Israel is “prepared for an extremely powerful action in the north” against Hezbollah, Prime Minister Benjamin Netanyahu warned Wednesday, citing the recent dramatic escalation of cross-border skirmishes, which have included Hezbollah drone attacks inside Israel and the shootdown of a heavy Israeli drone over Lebanese airspace last week.
“Anyone who thinks that they can harm us and that we will sit on our hands is sorely mistaken,” Netanyahu warned, speaking to media in the northern Israeli city of Kiryat Shmona, which has been evacuated of most of its civilian population amid the fighting.
“Iran is trying to choke us and encircle us and we are fighting back directly and with its proxies. We can’t accept the continuation of the situation in the north, it won’t continue. We will return the residents to their homes and bring back security,” Netanyahu assured, referencing the Iran-led Axis of Resistance alliance, which includes Hezbollah in Lebanon, Syria, Iraqi Shia militias, and Yemen’s Houthi fighters.
Israeli Army Radio reported this week that the government had approved the call-up of an additional 50,000 reservists in preparation of a possible escalation with Hezbollah. US and Middle Eastern media have braced for a full-scale all-out conflict between Israel and the Lebanese militia.
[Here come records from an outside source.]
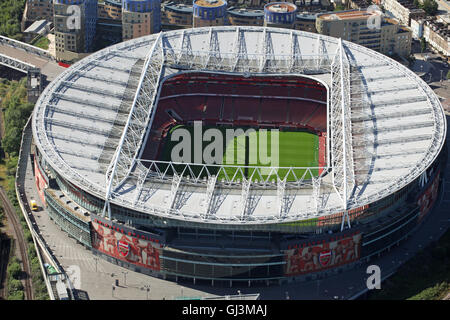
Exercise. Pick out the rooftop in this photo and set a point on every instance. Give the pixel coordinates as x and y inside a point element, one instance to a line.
<point>398,124</point>
<point>210,3</point>
<point>349,15</point>
<point>281,7</point>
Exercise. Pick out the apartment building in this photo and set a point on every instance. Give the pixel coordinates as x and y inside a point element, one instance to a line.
<point>75,27</point>
<point>37,10</point>
<point>358,26</point>
<point>140,18</point>
<point>403,10</point>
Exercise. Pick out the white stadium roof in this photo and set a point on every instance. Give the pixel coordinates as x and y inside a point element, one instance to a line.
<point>386,126</point>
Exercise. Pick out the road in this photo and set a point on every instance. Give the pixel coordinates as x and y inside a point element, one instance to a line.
<point>20,242</point>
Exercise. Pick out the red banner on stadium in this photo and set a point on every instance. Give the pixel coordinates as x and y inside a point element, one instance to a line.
<point>427,199</point>
<point>139,252</point>
<point>310,257</point>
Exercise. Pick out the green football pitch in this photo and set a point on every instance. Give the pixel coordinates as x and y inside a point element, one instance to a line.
<point>259,149</point>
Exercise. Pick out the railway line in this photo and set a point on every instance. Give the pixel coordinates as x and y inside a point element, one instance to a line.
<point>21,243</point>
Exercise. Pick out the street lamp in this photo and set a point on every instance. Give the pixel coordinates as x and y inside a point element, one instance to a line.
<point>96,261</point>
<point>147,288</point>
<point>125,277</point>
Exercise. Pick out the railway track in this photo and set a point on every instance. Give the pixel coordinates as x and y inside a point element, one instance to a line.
<point>4,257</point>
<point>21,242</point>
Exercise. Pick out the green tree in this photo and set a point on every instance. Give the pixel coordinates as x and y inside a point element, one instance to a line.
<point>14,270</point>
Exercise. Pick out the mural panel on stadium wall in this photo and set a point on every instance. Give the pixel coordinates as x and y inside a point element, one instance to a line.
<point>427,199</point>
<point>140,252</point>
<point>324,254</point>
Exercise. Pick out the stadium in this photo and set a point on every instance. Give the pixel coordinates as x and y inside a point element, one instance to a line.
<point>360,140</point>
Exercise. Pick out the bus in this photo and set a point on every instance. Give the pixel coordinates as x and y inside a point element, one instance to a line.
<point>33,205</point>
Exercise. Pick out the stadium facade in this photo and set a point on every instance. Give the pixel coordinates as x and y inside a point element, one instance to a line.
<point>98,130</point>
But whatever superficial similarities may appear to exist between Hezbollah and Palestinian militant group Hamas, which has managed to bog down Israel’s army using a Spartan combination of rifles, man-portable anti-tank missiles and simple rockets assembled in underground garages, political and military observers the world over agree that the Lebanese group is far, far stronger.
Hardened by years of running battles against the Israeli military and with US-sponsored terrorist proxies in Syria beginning in 2012, Hezbollah, unlike Hamas, also has access to an array of sophisticated missiles and rockets, which observers in Washington estimate to number up to 200,000 – enough to overwhelm Israel’s powerful air and missile defense network.
“Israel has threatened to start a military operation on the border with Lebanon because Hezbollah has been demonstrating growing sophistication and surprising capacities, driving Israel increasingly at unease and confusion about expectations on the northern front,” Dr. Imad Salamey, an associate professor of political science and international affairs at the Lebanese American University, told Sputnik, commenting on the rising tensions between Israel and the militia.
Israel can attack many Hezbollah targets at once and cause significant damage, but cannot remove or even dramatically reduce the militia’s capabilities, “which are widespread and mobile,” the observer noted.
“If Israel aims to seriously undermine Hezbollah, it would involve many years of operations to destroy infrastructure and weapons, push fighters out of the south, and cut off supply routes from Syria. Israel will not be able to achieve this fully,” Salamey stressed.
On top of that, the academic warned that “the threat of spillover is quite high, potentially implicating much of the Quds Brigade in Syria and Iraq, resulting in Israel fighting on multiple and wide fronts.”
That’s not the outcome Tel Aviv would hope for, according to Salamey, with Israeli officials and military leaders typically looking “for a quick military achievement with ambitious goals,” which, if that fails, prompts the IDF to resort to “collective punishment targeting civilians, which is the most likely scenario in this case.”
“The potential conflict will result in major losses on both sides without a decisive victory. However, Iran will likely emerge as a major winner, asserting its regional role in any future political settlements,” Dr. Salamey believes.
Hezbollah and Israel fought their last major war in July-August 2006, during which the IDF leveled much of Beirut’s infrastructure and caused up to $5 billion in direct war damage and lost output and income. Hezbollah emerged largely unscathed, however, with about 1,000 of its fighters facing off against between 10,000-30,000 Israeli troops in southern Lebanon, losing about 250 men while killing 121 Israeli servicemen and injuring over 1,200 others.
That conflict has been described even by Western mainstream observers as a loss for Israel, with Israel’s armed forces said to have been given a “bloody nose” and suffering reputational costs which Tel Aviv has proven unable to recover from to this day.